In the fourth amended complaint, Granowitz alleged causes of action for violation of the Unfair Competition Law under Business & Professions Code section 17200 (UCL), breach of the implied covenant of good faith and fair dealing, declaratory relief and money had and received. The trial court sustained in part and overruled in part 24 Hour Fitness's demurrer. It overruled the demurrer as to the allegations that 24 Hour Fitness breached the implied covenant of good faith by failing to provide enough personal trainers to accommodate the number of training sessions sold, but sustained the demurrer as to the allegations that the covenant was breached because 24 Hour Fitness forced him to purchase training sessions before he saw the FSA and declared the unused training session forfeited and refused to provide him a refund. The trial court further overruled the demurrer as to the claim for money had and received. It also "granted without leave to amend as to any allegations that the FSA's expiration provision itself provides a basis for liability or that liability can be predicated on conversion or violation of the [Consumer Legal Remedies Act]." We summarily denied Granowitz's petition for writ of mandate seeking review on this issue.

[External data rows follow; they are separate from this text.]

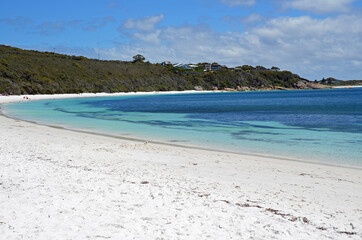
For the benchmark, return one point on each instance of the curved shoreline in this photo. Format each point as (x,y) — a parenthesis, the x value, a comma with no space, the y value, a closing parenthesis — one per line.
(90,95)
(64,184)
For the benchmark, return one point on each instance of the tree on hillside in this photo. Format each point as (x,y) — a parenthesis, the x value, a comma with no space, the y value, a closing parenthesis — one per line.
(138,58)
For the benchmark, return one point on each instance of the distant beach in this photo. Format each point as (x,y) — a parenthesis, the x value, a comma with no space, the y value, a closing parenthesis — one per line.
(63,184)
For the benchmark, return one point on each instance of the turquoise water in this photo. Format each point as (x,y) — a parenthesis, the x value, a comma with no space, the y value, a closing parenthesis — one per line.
(319,125)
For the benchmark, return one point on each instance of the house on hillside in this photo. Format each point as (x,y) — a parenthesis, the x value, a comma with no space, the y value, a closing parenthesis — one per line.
(183,66)
(214,67)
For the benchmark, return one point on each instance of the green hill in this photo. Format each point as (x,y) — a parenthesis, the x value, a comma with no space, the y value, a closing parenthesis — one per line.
(34,72)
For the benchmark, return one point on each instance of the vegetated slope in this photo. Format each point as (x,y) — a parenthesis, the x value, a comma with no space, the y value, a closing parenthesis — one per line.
(33,72)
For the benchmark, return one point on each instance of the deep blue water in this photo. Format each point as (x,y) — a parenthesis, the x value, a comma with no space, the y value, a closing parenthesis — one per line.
(313,125)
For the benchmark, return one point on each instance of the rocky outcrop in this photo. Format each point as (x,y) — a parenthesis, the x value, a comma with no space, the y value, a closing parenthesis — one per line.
(304,84)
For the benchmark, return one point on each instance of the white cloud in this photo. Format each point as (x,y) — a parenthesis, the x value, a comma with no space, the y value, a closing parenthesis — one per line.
(320,6)
(143,24)
(313,48)
(233,3)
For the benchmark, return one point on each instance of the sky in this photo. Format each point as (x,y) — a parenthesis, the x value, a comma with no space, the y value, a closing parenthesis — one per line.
(312,38)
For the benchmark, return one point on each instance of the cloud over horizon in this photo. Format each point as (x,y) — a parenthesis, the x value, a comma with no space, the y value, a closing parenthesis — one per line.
(301,44)
(314,39)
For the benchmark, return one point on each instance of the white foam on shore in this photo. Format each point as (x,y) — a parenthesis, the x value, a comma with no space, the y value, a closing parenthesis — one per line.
(59,184)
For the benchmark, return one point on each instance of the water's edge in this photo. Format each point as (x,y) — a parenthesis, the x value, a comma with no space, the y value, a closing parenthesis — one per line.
(175,145)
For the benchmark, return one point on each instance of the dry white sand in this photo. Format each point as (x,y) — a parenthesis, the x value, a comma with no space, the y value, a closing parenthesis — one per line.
(61,184)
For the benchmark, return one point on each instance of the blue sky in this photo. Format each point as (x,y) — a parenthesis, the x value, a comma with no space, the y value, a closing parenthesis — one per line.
(313,38)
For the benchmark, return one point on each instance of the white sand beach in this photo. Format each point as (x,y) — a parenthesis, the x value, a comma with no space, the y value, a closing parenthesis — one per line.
(62,184)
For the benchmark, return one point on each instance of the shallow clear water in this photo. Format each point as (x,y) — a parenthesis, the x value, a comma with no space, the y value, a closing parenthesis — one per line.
(316,125)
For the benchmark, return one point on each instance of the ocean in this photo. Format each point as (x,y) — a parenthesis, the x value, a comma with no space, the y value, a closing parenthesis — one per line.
(311,125)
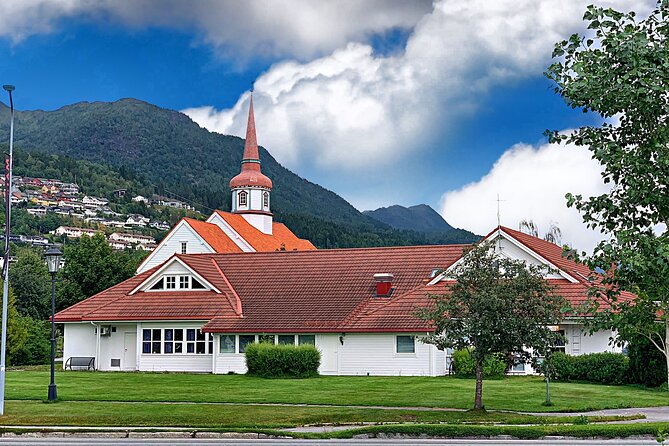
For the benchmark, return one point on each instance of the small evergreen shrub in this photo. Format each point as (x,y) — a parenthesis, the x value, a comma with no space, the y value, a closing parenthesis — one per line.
(464,366)
(604,368)
(647,364)
(282,361)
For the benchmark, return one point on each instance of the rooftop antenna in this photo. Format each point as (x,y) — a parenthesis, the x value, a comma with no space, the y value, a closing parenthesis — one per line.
(499,222)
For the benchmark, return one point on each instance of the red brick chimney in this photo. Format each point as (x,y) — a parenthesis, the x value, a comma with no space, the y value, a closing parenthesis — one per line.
(384,284)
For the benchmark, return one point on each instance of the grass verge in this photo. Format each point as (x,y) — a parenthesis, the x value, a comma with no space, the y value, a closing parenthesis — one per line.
(74,413)
(511,393)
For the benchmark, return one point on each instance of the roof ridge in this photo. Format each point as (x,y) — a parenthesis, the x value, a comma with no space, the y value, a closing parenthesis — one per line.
(238,301)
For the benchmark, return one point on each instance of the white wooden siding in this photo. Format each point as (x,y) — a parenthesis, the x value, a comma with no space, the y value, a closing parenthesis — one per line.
(374,354)
(112,346)
(78,340)
(172,244)
(231,233)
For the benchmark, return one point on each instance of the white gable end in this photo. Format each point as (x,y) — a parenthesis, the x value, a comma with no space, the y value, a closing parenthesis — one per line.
(175,270)
(509,247)
(231,233)
(171,244)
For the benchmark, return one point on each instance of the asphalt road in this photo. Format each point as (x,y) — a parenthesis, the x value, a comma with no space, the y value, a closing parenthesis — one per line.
(290,442)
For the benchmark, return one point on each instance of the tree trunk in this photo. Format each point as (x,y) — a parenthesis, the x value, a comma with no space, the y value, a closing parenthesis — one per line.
(478,399)
(666,346)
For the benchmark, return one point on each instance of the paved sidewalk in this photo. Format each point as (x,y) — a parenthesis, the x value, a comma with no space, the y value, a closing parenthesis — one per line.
(653,414)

At the hearing on the second amended complaint, Granowitz revealed that he worked for the law firm representing him in this matter. He was granted leave to locate an alternate class representative as he could not both serve as class representative and class counsel. Turner was substituted in as class representative in the fifth amended complaint, which alleged causes of action for violation of the UCL, money had and received, forfeiture and unlawful penalty. Turner alleged that she purchased 20 half training sessions from a sales associate at 24 Hour Fitness but that she was not made aware that unused training sessions would expire if not used within six months of purchase. Turner did not use all of her 20 training sessions before the six month expiration.